Stroke patients in rural or underserved communities often do not have access to the most advanced, life-saving treatment options in their local hospital, says Geoffrey Colby, MD, PhD, director of cerebrovascular neurosurgery.
“Robot technology combined with remote control capabilities will allow an experienced specialist in one location to perform a sophisticated, minimally invasive surgery for a patient in need at another location,” says Dr. Colby. “The ability to intervene from afar should greatly reduce time needed to initiate treatment and ultimately lead to better patient outcomes.”
Thanks to other types of robotic surgery, technology required to perform robotic thrombectomy is already a reality. In Canada, a recent hybrid remote thrombectomy required an on-site physician to puncture the artery, guide the catheter into the patient’s neck and the microcatheter into the groin. Then the microcatheter was hooked into the robotic system and the rest of the procedure was done remotely.
“At UCLA, we want to do it differently,” says Dr. Tateshima. “Once a local physician establishes arterial access, we want our robot to put the guiding catheter into the neck, the microcatheter into the brain and open up the occlusion. We call that ‘complete robotic.’”
The UCLA team now performs remote thrombectomy simulations on patient models and collects vital data. “Our chance of successfully removing a clot from a brain artery and restoring blow flow robotically is the same as in a manual procedure. Though a bit slower, we still can give patients a better chance to survive and recover normally compared to those delayed in transfer to a thrombectomy center,” says Dr. Tateshima.
“We have a geographic mapping of all the California hospitals providing stroke care, some of which only provide medicine, not catheter-based treatment,” he continues. “Medicine only is inadequate. We’ve already identified that when stroke centers are more than 50 miles away from a hospital that performs catheter-based treatment, converting them into remote thrombectomy centers would be particularly beneficial because delay to treatment would be reduced by three hours and 30 minutes, on average.”

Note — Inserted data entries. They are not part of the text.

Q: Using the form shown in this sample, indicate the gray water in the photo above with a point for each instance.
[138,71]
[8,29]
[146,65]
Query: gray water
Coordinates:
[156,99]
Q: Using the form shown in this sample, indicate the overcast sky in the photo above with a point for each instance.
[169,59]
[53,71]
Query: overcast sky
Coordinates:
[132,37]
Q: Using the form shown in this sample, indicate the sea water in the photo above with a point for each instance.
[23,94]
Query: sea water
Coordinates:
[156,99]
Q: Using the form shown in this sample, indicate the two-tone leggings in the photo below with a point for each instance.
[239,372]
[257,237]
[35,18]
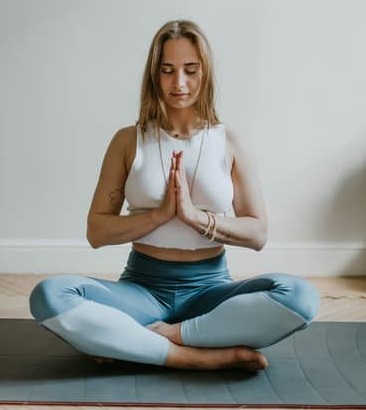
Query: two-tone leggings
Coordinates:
[109,319]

It should be noted there are still challenges, not least of which is FDA approval. In addition, when relying on remote technology, there must be absolute certainty of uninterrupted internet connection. “Communication technology has to develop at the same time as the medical technology,” says Dr. Nour. “It’s no small task.”
But UCLA is up for the challenge. “What’s the alternative?” asks Dr. Tateshima. “If we do not find a way to quickly provide catheter-based procedures to patients, the chance they’ll die or be severely disabled is 90%. That’s just not acceptable. This is a moral obligation.”